What if only invisible characters mattered?
Whitespace (Brady & Morris, 2003) is a Turing-complete language where only spaces, tabs, and linefeeds have meaning. Everything else is ignored as comments.
Your code is invisible. You can hide working programs inside any text document. The void becomes the program.
Instructions are sequences: S S T T L (push number), T L S S (output char). Twenty-four total instructions.

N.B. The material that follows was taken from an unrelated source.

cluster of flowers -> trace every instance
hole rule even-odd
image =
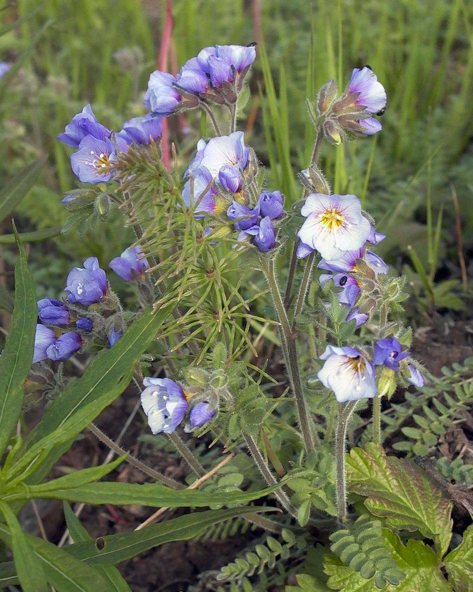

Stack machine with three components:
Value Stack: LIFO with arbitrary-precision integers
Call Stack: Separate stack for function calls (enables recursion)
Heap: Sparse map for persistent storage
Operations: push/pop, arithmetic, heap access, labels + jumps, I/O.
Every tested model—GPT-5.2, Gemini 3 Pro, O4-mini, Qwen3, Kimi K2—achieves exactly 0%. No other esoteric language is completely unsolved. Whitespace is the hardest computational challenge for LLMs.
BPE and SentencePiece tokenizers collapse whitespace for efficiency. The difference between S S (push 2) and S S S (push 3) is one space—but the model's vocabulary cannot represent this. It's architectural blindness, not a training gap.
Code doesn't need to be visible to execute. You can embed Whitespace programs in Python comments, HTML whitespace, email signatures. Proves that syntax is orthogonal to semantics.
EsoLang-Bench (2026) tested five frontier models across 80 problems. Results:
Models achieving 85-95% on standard Python benchmarks drop to 0-11% on esoteric languages. Whitespace is the absolute floor—zero models can solve even Easy-tier problems.
Each esoteric language tests a different failure mode:
Brainfuck: 6.2% — Logic errors in sequential reasoning
Whitespace: 0.0% — Tokenization failure (can't see the code)
Unlambda: 1.2% — Can't compose functions without examples
Befunge: 11.2% — Spatial reasoning breakdown
Whitespace is unique: other languages fail at reasoning, Whitespace fails at perception.